Moreover, Powell appealed to the working class. Dave said his father “painted for the regular folks of Montana, and he priced it that way.”

“An everyday guy could buy an Ace Powell for 20 bucks,” Dave said. “He felt that art wasn’t exclusively for the upper class. He was a working-class hero in that way.”

“Sunset on Lake McDonald” by Ace Powell. Courtesy of the Hockaday/private collection of DuWayne Steiner

Dave said his dad released everything he painted, no matter the quality, letting the market decide if it was worth paying him for his labor and materials.

“You see Ace Powells that are terrific and you see Ace Powells that aren’t terrific,” Dave said. 

Powell also had a high-minded sophisticated side to him, loving the work of classical artists such as Auguste Rodin, Gustav Klimt and others. And while an everyday Montanan could afford a Powell piece of some kind, his most highly sought works often ended up in private collections in Europe, Dave said.

“All the real jewels are still being held by private owners all around the world,” Dave said.

For that reason, Dave says it’s “wonderful” to see six of his dad’s significant paintings coming back into the public sphere from private collection. Dave agrees that “Prairie Fire” is likely his father’s last finished work, although he said one unfinished painting was on his dad’s easel the day he died, on Jan. 25, 1978 in Kalispell. He anticipates more pieces emerging from private collections in the future.

“They’re going to be coming out of the woodworks for generations to come,” he said.

Three days after Powell’s death, the Daily Inter Lake ran a series across three pages dedicated to the artist. One story quoted Powell as saying “prairie grass has the quality to be as beautiful as a rose garden in different lighting,” while also calling death the “last greatest event of my life.”

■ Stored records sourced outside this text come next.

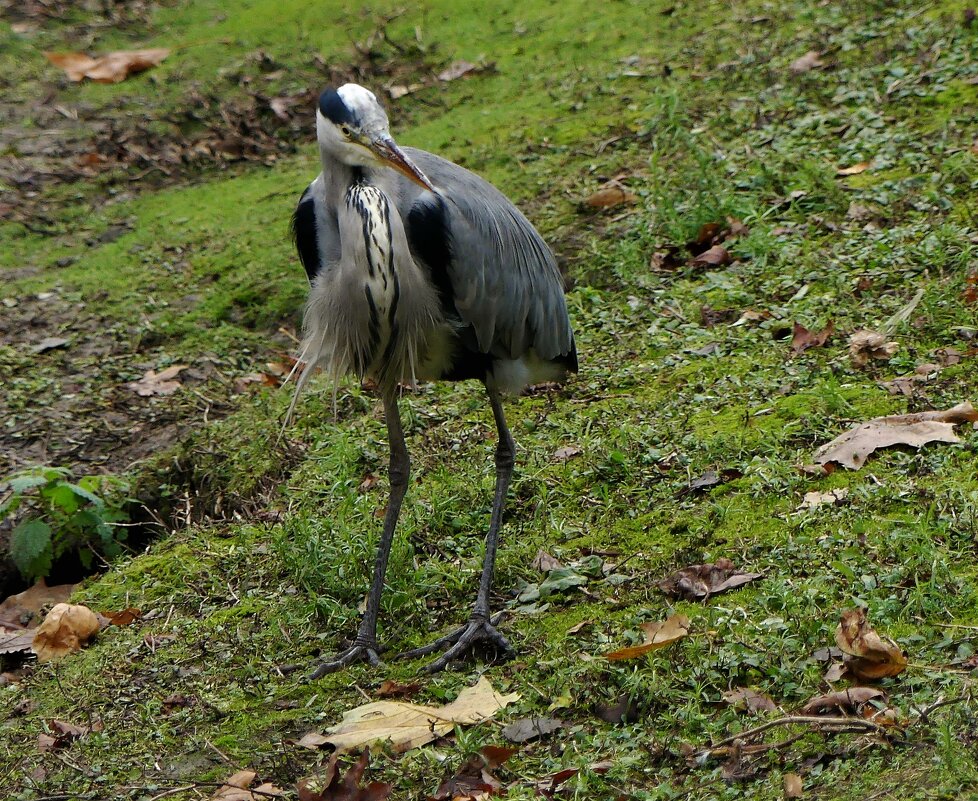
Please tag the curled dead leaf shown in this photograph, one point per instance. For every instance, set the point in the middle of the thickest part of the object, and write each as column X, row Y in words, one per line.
column 852, row 448
column 702, row 581
column 802, row 339
column 806, row 63
column 408, row 726
column 109, row 68
column 609, row 197
column 866, row 655
column 65, row 629
column 866, row 346
column 657, row 635
column 846, row 701
column 854, row 169
column 162, row 383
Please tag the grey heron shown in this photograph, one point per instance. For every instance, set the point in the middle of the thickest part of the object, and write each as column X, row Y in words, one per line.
column 421, row 270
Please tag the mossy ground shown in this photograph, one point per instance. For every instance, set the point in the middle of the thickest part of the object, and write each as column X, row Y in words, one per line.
column 696, row 105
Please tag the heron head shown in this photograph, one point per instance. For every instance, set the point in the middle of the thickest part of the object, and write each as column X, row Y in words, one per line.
column 352, row 127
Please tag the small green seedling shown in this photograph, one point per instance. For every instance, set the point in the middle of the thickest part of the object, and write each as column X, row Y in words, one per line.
column 58, row 517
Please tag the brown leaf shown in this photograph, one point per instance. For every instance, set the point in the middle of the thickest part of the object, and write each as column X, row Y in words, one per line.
column 854, row 169
column 124, row 618
column 610, row 196
column 328, row 786
column 716, row 256
column 657, row 635
column 815, row 499
column 393, row 689
column 459, row 69
column 65, row 629
column 525, row 729
column 161, row 383
column 567, row 452
column 21, row 608
column 845, row 701
column 852, row 448
column 749, row 699
column 792, row 786
column 802, row 339
column 867, row 655
column 236, row 787
column 806, row 63
column 544, row 562
column 110, row 68
column 868, row 345
column 474, row 780
column 408, row 726
column 702, row 581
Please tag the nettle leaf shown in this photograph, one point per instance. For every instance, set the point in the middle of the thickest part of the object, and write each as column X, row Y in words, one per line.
column 81, row 492
column 20, row 484
column 30, row 548
column 61, row 497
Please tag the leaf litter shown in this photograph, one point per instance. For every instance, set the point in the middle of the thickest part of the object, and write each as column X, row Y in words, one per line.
column 852, row 448
column 406, row 726
column 701, row 581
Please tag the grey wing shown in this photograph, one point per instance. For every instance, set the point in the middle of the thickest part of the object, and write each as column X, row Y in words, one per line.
column 502, row 277
column 315, row 232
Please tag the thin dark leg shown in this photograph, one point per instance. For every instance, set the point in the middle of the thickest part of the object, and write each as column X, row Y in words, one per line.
column 480, row 626
column 365, row 647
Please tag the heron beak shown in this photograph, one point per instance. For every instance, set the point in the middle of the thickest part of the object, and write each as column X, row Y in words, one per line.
column 389, row 153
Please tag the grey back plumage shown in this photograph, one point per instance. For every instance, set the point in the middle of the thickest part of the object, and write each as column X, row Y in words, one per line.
column 504, row 277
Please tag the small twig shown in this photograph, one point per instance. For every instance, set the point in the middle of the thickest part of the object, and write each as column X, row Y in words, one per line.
column 855, row 724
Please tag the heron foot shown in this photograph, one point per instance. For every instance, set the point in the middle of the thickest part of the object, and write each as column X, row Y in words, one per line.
column 358, row 652
column 478, row 629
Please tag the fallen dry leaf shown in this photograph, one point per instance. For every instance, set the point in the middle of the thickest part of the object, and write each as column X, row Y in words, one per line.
column 393, row 689
column 865, row 346
column 544, row 562
column 110, row 68
column 408, row 726
column 702, row 581
column 459, row 69
column 161, row 383
column 802, row 339
column 65, row 629
column 567, row 452
column 805, row 63
column 815, row 499
column 852, row 448
column 236, row 787
column 657, row 635
column 609, row 197
column 474, row 780
column 751, row 700
column 792, row 785
column 866, row 655
column 854, row 169
column 329, row 786
column 19, row 609
column 716, row 256
column 124, row 618
column 845, row 701
column 526, row 729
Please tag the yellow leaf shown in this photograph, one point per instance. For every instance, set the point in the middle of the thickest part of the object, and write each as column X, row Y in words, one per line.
column 409, row 726
column 66, row 628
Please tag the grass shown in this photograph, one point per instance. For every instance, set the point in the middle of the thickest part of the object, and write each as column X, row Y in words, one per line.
column 697, row 107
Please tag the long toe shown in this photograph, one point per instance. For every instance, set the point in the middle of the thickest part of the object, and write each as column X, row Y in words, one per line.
column 357, row 653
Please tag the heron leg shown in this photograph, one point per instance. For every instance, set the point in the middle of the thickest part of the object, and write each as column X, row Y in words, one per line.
column 481, row 626
column 365, row 647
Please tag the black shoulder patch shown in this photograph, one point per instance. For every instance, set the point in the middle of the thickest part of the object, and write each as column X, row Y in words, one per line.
column 304, row 234
column 428, row 238
column 333, row 108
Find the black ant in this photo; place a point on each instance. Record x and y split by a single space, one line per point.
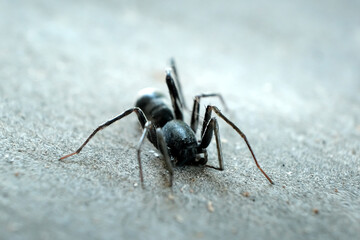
167 131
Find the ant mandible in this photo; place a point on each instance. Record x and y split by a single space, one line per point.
167 131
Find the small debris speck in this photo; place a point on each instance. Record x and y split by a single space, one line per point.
246 194
179 218
171 197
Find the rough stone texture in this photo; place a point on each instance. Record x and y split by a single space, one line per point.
289 72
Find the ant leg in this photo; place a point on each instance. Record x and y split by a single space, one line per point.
175 99
174 69
147 127
196 109
212 126
163 149
218 112
138 111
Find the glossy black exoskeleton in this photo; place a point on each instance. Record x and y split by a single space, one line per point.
167 131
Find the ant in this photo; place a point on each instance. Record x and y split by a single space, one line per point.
167 131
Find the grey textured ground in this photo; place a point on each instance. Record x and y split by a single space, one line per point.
288 71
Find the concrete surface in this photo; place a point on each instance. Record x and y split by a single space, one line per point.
288 71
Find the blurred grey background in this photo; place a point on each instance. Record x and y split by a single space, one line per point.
289 72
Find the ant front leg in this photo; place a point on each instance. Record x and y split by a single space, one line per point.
161 145
147 126
174 95
207 133
210 108
177 80
196 109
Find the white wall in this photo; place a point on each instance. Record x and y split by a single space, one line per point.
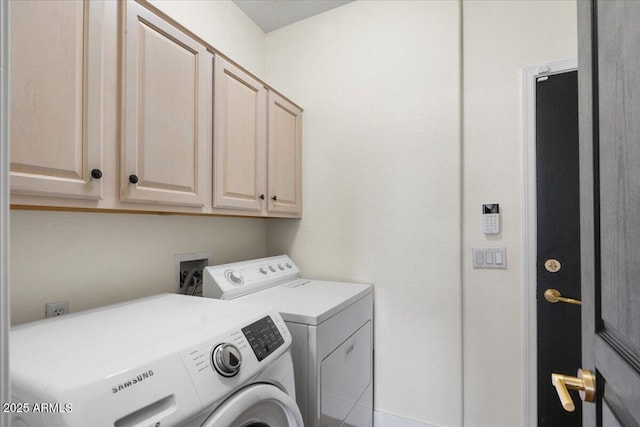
93 259
379 81
500 37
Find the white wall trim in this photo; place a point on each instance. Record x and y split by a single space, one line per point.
384 419
528 147
5 392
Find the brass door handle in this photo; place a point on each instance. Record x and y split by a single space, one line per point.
585 383
553 295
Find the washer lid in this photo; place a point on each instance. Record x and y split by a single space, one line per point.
309 301
262 404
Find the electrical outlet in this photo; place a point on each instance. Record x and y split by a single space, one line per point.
57 308
184 265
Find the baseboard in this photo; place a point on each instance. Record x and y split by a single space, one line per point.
383 419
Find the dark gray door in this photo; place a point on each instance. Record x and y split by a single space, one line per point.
558 241
609 86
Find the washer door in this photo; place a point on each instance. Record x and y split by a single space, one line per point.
259 405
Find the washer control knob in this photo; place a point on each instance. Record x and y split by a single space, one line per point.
226 359
235 277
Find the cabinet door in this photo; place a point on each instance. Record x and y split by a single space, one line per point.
285 160
240 129
167 104
56 98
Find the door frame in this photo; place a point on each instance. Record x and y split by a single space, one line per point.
5 392
529 77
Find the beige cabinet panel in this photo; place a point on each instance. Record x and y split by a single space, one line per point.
167 105
285 157
56 98
240 139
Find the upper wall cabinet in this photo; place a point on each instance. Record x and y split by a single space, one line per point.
285 156
56 98
240 139
167 108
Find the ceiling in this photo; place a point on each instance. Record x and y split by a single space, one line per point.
273 14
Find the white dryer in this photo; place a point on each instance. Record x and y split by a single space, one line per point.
332 328
168 360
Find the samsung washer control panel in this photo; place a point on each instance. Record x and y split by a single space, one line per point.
263 337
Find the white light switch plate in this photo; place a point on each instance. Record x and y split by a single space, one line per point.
489 258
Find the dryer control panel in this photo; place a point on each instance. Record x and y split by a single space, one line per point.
234 280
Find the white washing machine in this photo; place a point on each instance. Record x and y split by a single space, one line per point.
332 328
168 360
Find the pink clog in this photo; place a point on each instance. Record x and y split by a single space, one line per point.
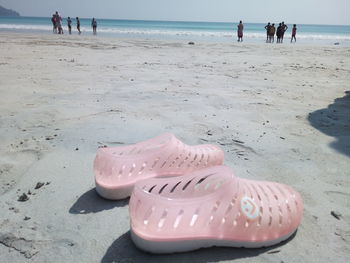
211 207
117 169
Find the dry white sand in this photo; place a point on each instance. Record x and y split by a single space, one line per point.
280 112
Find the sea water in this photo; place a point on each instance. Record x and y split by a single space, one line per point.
207 31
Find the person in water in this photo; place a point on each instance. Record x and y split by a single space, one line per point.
267 27
78 25
59 23
279 33
284 29
240 28
53 20
69 22
294 32
94 26
272 33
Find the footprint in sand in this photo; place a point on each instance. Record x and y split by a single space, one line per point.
13 165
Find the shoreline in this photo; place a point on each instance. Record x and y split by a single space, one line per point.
126 37
280 114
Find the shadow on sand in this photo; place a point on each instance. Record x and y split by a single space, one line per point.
335 121
91 202
124 250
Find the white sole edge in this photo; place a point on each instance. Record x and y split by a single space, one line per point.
164 247
114 194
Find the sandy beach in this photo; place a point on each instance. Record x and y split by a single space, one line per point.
280 113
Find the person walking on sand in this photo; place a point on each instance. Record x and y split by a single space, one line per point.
272 33
78 25
267 27
294 32
284 29
240 28
69 22
279 33
58 19
94 26
53 20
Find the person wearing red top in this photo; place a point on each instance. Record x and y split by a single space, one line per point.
294 32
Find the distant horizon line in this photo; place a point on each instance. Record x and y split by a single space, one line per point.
186 21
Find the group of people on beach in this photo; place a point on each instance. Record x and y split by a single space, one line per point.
271 32
57 24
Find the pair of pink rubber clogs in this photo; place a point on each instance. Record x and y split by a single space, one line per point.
197 201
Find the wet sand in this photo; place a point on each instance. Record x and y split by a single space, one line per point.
280 112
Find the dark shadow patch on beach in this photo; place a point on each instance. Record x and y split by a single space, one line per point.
335 121
91 202
124 250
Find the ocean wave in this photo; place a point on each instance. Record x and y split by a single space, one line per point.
181 33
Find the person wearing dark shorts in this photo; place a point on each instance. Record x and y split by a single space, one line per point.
279 33
78 25
284 29
240 28
53 20
94 26
267 27
69 22
272 33
294 33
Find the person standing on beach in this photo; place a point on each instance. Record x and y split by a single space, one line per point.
279 33
59 23
294 33
284 29
78 25
272 33
240 28
69 22
267 27
53 20
94 26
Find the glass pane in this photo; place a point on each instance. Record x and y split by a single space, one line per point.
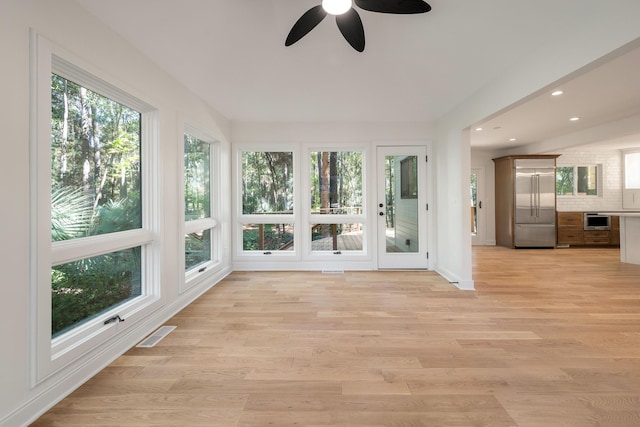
95 163
267 182
474 203
564 180
401 189
197 185
336 182
267 237
336 237
632 170
81 290
587 181
197 249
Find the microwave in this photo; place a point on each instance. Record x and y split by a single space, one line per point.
594 221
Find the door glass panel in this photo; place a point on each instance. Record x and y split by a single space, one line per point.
401 189
336 237
336 182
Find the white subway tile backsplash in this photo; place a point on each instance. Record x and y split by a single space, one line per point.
610 180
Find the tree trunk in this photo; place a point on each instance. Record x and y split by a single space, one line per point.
65 136
85 136
325 201
97 165
333 181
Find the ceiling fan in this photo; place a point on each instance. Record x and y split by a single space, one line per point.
348 19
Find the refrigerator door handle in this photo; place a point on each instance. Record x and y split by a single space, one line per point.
538 193
532 198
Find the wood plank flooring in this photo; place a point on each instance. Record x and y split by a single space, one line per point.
549 338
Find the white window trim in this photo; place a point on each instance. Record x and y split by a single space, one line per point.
243 219
51 355
599 181
201 272
313 218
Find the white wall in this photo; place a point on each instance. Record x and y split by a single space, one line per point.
86 38
616 26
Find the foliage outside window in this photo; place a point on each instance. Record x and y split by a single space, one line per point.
199 222
336 182
95 190
197 178
336 237
577 180
267 237
82 289
267 182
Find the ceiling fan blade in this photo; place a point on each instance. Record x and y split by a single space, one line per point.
306 23
394 6
350 26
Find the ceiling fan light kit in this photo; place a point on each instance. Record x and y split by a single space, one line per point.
348 19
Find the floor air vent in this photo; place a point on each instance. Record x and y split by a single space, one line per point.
155 337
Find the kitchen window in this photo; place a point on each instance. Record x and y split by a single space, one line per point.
578 180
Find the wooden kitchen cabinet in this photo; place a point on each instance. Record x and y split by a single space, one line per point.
571 231
570 228
596 237
614 236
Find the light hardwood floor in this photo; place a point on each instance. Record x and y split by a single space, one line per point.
549 338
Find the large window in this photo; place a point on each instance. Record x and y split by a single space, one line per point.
95 190
303 203
91 218
336 201
200 241
336 182
267 202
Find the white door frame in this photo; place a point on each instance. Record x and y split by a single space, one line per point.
402 260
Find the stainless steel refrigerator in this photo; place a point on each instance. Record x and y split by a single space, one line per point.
535 203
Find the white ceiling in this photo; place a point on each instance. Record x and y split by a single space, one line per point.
415 68
607 91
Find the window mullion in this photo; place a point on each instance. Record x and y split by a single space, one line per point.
76 249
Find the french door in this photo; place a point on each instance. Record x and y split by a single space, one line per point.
402 207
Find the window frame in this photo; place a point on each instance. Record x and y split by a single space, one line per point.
49 354
243 219
313 219
599 180
198 273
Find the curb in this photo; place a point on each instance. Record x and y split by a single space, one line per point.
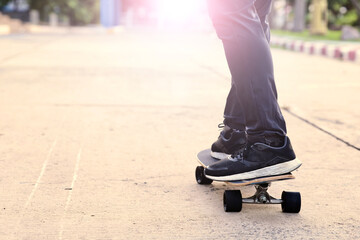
343 52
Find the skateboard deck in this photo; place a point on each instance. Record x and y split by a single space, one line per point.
205 159
233 200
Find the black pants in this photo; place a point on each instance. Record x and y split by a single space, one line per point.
252 101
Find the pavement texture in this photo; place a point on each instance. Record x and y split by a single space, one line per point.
99 135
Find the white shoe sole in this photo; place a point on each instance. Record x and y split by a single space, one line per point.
218 155
278 169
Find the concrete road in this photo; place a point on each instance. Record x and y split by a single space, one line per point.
99 135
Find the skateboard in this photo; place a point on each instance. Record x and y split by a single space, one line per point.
233 200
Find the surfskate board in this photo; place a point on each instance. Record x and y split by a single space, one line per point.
233 200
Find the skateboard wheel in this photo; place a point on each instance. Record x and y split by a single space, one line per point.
291 202
232 201
200 176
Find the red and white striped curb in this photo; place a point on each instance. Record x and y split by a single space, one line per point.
342 52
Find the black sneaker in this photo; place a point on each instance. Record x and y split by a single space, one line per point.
229 142
257 160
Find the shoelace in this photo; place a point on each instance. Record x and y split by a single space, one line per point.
240 155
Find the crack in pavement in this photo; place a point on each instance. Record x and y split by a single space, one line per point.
320 128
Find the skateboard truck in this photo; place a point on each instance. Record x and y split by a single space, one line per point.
232 199
262 196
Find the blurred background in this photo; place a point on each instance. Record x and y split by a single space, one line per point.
104 105
331 18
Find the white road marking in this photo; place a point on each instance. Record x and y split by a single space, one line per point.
68 200
43 169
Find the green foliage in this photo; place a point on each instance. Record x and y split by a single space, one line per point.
77 12
338 18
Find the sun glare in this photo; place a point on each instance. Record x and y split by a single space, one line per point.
179 12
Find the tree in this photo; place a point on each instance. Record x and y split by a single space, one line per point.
356 5
78 12
344 12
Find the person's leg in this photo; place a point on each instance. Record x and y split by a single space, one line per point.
233 117
263 8
253 97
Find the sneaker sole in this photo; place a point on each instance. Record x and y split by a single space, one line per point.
219 155
278 169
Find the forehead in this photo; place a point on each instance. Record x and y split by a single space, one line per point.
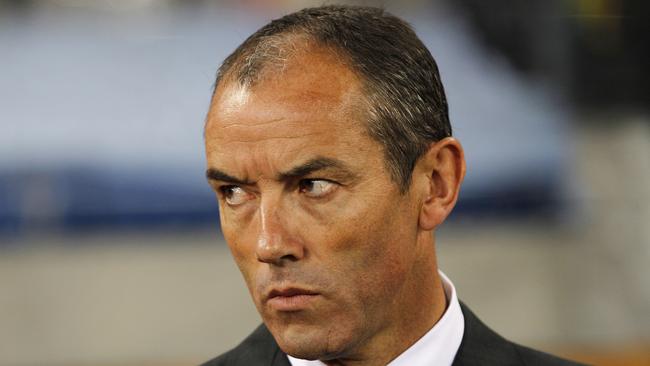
312 106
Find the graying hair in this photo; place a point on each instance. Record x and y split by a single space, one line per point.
407 108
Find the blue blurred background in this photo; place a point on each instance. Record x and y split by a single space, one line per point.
101 161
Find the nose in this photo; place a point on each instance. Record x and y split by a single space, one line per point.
275 243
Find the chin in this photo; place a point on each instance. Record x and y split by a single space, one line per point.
310 343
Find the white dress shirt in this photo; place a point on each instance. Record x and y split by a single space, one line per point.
437 347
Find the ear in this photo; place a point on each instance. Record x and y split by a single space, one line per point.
444 167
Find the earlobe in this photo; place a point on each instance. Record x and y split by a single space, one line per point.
444 165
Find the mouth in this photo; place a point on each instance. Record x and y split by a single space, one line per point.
291 299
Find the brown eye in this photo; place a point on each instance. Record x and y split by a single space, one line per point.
316 187
234 195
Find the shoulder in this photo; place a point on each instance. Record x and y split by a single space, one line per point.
482 346
259 348
533 357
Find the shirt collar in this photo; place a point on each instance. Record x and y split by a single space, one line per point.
437 347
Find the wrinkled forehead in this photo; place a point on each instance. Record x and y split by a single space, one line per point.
313 107
311 85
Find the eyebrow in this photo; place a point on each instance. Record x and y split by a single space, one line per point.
313 165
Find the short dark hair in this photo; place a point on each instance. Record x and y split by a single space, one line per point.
407 105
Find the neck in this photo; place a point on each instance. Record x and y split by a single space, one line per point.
419 304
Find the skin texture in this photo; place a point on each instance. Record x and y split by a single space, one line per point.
338 228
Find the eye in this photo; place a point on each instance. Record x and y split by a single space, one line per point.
234 195
316 187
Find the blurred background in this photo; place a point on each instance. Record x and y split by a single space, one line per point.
110 249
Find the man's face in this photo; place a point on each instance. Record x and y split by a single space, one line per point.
322 236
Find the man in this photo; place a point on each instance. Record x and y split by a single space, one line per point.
329 147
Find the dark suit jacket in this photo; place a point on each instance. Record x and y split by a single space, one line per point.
480 347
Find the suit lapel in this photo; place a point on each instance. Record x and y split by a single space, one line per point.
482 346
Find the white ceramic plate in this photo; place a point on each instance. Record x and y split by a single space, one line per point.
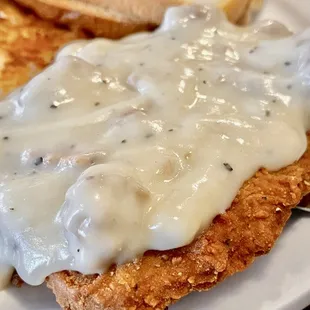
278 281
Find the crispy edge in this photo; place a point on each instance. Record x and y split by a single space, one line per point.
249 228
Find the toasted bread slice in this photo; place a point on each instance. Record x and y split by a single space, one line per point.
114 19
249 228
27 44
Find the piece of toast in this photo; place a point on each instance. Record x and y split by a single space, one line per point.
116 18
248 229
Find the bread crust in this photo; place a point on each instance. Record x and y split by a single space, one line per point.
249 228
27 45
117 18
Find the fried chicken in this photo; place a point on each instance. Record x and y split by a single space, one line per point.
249 228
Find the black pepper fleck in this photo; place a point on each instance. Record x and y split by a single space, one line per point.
228 167
38 161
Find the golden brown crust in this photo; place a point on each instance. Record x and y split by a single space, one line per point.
27 44
248 229
117 18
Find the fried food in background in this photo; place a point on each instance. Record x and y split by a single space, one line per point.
27 44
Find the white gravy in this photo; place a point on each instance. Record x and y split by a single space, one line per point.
120 147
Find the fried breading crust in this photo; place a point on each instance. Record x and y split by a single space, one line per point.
27 45
249 228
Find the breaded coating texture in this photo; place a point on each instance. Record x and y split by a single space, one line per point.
27 45
249 228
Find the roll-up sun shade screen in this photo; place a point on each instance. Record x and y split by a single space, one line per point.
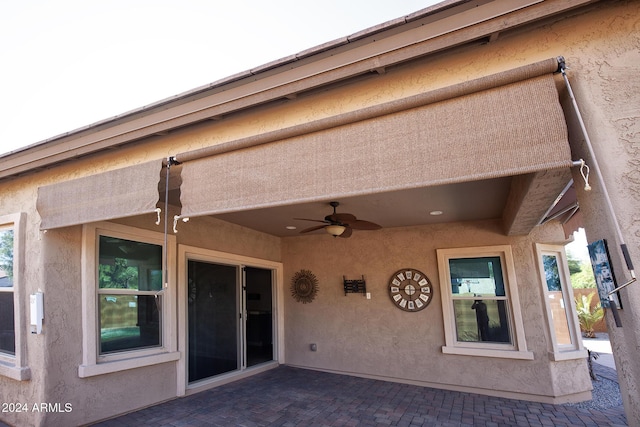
477 131
115 194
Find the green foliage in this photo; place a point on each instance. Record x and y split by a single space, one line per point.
119 275
6 252
588 317
575 266
584 279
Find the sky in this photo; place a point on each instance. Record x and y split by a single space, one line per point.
65 64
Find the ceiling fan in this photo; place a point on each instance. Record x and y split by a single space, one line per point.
340 224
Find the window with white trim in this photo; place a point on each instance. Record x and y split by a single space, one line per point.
558 299
128 311
7 312
12 325
480 303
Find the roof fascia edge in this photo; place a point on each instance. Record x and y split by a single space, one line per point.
43 155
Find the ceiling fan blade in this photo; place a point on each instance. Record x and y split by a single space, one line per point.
314 220
363 225
317 227
346 233
342 217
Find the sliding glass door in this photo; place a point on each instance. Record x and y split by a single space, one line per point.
230 318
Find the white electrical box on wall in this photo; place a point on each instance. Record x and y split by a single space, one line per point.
37 312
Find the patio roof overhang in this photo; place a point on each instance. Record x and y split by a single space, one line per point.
434 30
498 145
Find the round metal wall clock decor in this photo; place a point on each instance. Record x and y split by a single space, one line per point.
410 290
304 286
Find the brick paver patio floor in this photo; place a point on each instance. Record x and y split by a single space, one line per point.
288 396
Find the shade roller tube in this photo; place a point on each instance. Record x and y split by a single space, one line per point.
109 195
487 132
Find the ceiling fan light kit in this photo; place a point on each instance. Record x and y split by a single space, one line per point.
335 230
340 224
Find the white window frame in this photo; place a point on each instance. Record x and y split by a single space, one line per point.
518 348
558 352
93 363
15 366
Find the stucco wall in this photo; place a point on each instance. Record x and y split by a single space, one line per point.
372 337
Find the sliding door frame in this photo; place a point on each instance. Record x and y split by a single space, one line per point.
187 253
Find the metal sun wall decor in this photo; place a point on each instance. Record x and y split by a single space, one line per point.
304 286
410 290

In another tribute, Powell’s longtime friend and famed Browning sculptor Bob Scriver said “every place Ace went an art community would spring up.”

“You can follow his trail from Choteau to Browning to Hungry Horse to Kalispell,” Scriver said. “There would be no art in a community until Ace arrived and then it would become an art community.”

The Ace Powell Memorial Award was established after the artist’s death, and the award’s first recipient was Ogle.

“Because of the influence of the Powells on my life, it was quite an honor to receive that award,” Ogle said.

Among Ogle’s many memories of Powell, he recalls the crowds that would form around him at major art shows, everybody hoping to speak to the legendary artist.

“Because Ace was so influential in these art shows, other artists around the Western part of the country not only knew who Ace was but they emulated Ace,” Ogle said. “And because he started so many dealers in the Western art movement, I think that branched off to the whole West to some degree. He truly was the linchpin.”